Tutto nasce dallo scandalo Weinstein, il produttore cinematografico statunitense. Ottantadue nomi con altrettanti anni e il racconto delle molestie.
In Italia, Asia Argento continua a battere sul caso Weinstein e ha pubblicato sul suo profilo Twitter una lista di 82 donne che sono state aggredite, stuprate o semplicemente infastidite dal produttore hollywoodiano. «Noi vittime abbiamo compilato questa lista», scrive l’attrice, che ha scatenato una bufera per aver confessato di essere stata stuprata da Weinstein che l’ha poi perseguitata per anni. Persone del mondo dello spettacolo ma anche gente comune, come un’impiegata della Miramax e una donna dello staff. Su Instagram invece la figlia di Dario Argento condivide una foto con Rose McGowan, una delle prime colleghe ad aver denunciato Weinstein: «È stata lei a darmi il coraggio di parlare. Chiunque le faccia del male è il mio peggior nemico», scrive l’Argento.

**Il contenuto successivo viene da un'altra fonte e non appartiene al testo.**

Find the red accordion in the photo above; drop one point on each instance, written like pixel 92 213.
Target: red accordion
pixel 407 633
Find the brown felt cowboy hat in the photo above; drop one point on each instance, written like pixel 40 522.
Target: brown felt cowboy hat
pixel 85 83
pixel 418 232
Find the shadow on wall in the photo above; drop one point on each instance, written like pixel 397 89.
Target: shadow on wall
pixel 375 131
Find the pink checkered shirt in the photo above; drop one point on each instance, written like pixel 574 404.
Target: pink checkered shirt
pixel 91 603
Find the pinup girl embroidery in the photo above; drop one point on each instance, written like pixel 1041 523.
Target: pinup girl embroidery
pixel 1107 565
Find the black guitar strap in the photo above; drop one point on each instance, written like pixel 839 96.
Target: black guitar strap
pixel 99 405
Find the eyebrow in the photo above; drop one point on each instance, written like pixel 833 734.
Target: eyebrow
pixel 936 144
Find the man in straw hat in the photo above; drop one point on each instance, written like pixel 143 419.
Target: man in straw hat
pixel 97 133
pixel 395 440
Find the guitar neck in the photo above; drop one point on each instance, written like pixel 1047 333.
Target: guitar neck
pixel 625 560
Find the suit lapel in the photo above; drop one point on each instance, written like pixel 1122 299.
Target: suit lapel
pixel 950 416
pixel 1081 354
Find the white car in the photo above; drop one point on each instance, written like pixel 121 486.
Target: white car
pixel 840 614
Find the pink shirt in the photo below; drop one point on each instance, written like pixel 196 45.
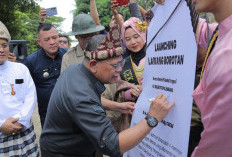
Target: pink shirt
pixel 214 94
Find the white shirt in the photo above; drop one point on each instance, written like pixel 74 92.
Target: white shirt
pixel 15 77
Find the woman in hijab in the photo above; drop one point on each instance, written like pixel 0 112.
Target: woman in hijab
pixel 133 33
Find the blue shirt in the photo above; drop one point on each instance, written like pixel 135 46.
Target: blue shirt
pixel 44 71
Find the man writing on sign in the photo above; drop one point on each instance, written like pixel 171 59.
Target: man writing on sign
pixel 76 123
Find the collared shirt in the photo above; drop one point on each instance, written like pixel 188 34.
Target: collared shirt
pixel 76 124
pixel 45 72
pixel 213 94
pixel 17 93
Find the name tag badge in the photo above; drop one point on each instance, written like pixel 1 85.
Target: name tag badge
pixel 12 90
pixel 45 74
pixel 19 81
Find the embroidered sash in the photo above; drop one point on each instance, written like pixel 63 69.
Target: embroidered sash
pixel 210 48
pixel 128 72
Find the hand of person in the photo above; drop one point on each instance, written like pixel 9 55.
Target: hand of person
pixel 12 57
pixel 114 6
pixel 126 107
pixel 136 91
pixel 42 15
pixel 11 126
pixel 159 107
pixel 160 1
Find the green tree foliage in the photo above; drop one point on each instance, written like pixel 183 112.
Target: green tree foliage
pixel 105 12
pixel 22 20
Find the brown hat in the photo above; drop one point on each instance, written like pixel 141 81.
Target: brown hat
pixel 4 34
pixel 110 47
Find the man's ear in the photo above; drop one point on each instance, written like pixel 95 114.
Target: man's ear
pixel 93 65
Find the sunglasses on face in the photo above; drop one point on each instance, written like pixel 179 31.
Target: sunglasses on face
pixel 4 46
pixel 118 65
pixel 63 41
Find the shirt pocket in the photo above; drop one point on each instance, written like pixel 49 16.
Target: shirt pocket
pixel 14 92
pixel 19 91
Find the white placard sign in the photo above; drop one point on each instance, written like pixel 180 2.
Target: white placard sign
pixel 169 69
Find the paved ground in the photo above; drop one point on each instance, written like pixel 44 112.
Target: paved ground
pixel 37 124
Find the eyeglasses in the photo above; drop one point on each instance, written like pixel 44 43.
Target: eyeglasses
pixel 4 46
pixel 118 65
pixel 63 41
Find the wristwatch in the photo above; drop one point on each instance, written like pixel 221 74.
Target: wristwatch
pixel 151 121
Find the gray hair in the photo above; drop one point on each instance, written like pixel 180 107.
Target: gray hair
pixel 94 42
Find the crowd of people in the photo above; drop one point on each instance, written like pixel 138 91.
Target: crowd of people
pixel 86 94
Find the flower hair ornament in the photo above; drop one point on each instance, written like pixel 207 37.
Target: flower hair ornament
pixel 142 26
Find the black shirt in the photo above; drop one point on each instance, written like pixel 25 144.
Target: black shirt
pixel 76 123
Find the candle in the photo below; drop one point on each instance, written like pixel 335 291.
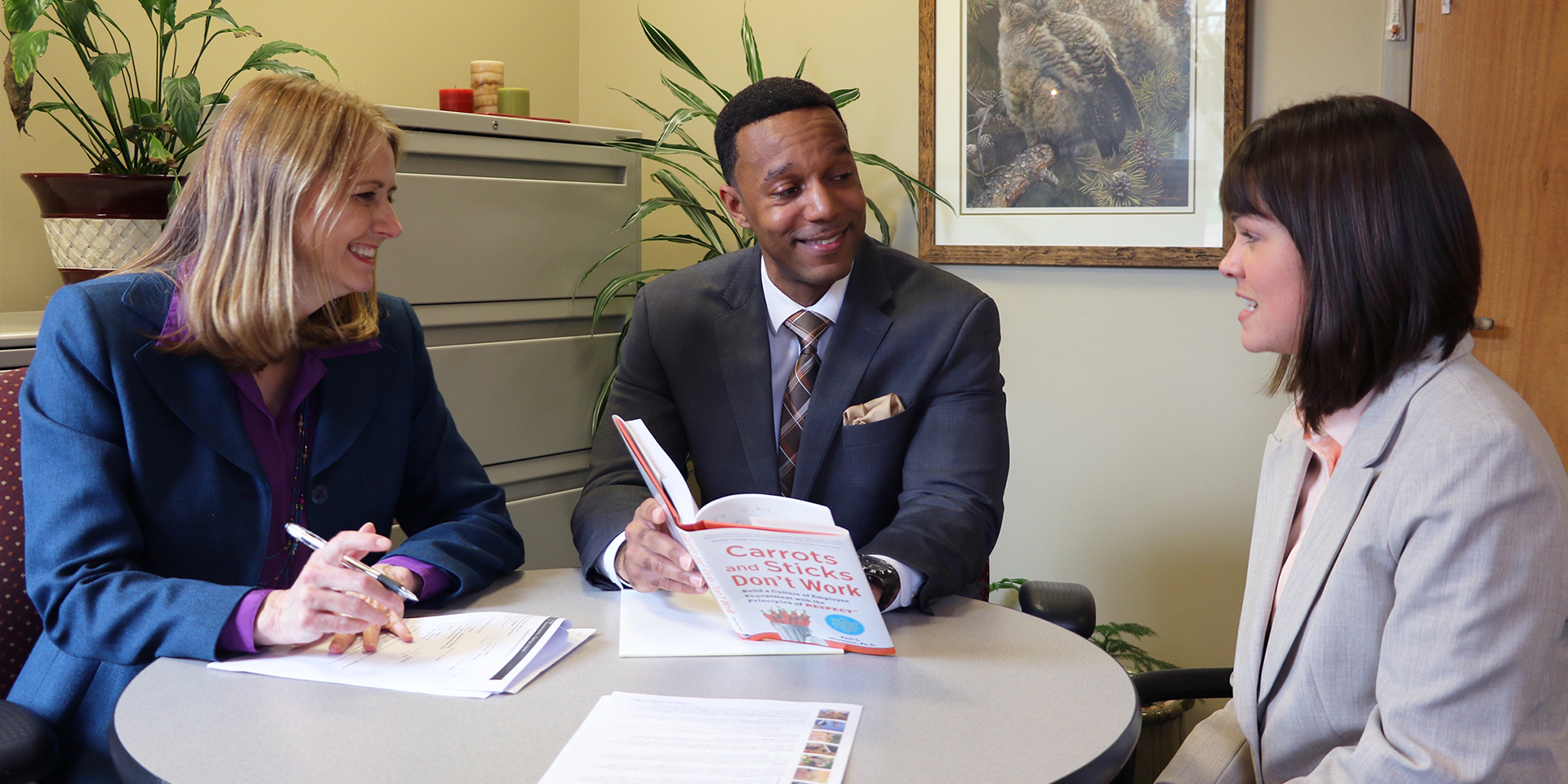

Dopo la denuncia di Asia Argento contro il produttore Harvey Weinstein, sembra essere scattato un sentimento collettivo. La miccia è stata l’iniziativa di una blogger, Giulia Blasi, il 13 ottobre scorso. Dalla mole di denunce virtuali, si percepisce quanto sia diffuso il problema, una campagna che serve per far conoscere a tutti le volte in cui le donne sono state molestate, aggredite, si sono sentite in pericolo, non sapendo bene perché.
Sono tante, troppe, le donne italiane che sostengono di aver subito abusi più di una volta nella loro vita, in momenti diversi. E non si può restare in silenzio. Dagli abusi al diventare vittima di un carnefice e morire per colpa di un uomo. Tutte queste campagne sono importanti perché danno forza alle donne di denunciare le violenze, gli abusi subiti.
Per non parlare del reato di stalking che è stato introdotto in Italia con una legge del 2009 e consiste nel molestare ripetutamente una persona, provocando nella vittima un continuo stato di ansia o di paura, costringendola a cambiare le proprie abitudini di vita. Un incubo nel quale, almeno una volta nella vita, sono entrate più tre milioni di donne italiane. Una minaccia che può arrivare dal proprio ex partner, ma spesso anche da conoscenti occasionali o da perfetti sconosciuti.
Secondo uno studio dell’Istat, pubblicato nel 2016, il 21,5 percento delle donne fra i 16 e i 70 anni, pari a 2 milioni e 151 mila, avrebbe subito comportamenti persecutori da parte di un ex partner nell’arco della propria vita. Quasi il 10 percento quelle che sono state vittima di stalking “grave”, mentre sarebbero circa 2 milioni e 300mila le donne che nell’arco della propria vita hanno subito comportamenti persecutori da persone diverse dagli ex partner.
Oltre cento donne in Italia, ogni anno, vengono uccise da uomini, quasi sempre quelli che sostengono di amarle. È una vera e propria strage. Ai femminicidi si aggiungono violenze quotidiane che sfuggono ai dati ma che, se non fermate in tempo, rischiano di fare altre vittime: sono infatti migliaia le donne molestate, perseguitate, aggredite, picchiate, sfregiate.
Nel quotidiano, troppe volte le donne vengono denigrate, non sufficientemente valorizzate in ogni loro singola attività. Se pensiamo che le donne, a parità di funzione, non percepiscono lo stesso stipendio, sul mondo del lavoro.
Il lavoro è ancora lungo e possiamo superare il tutto solo insieme, donne e uomini, per essere finalmente alla pari e non dispari.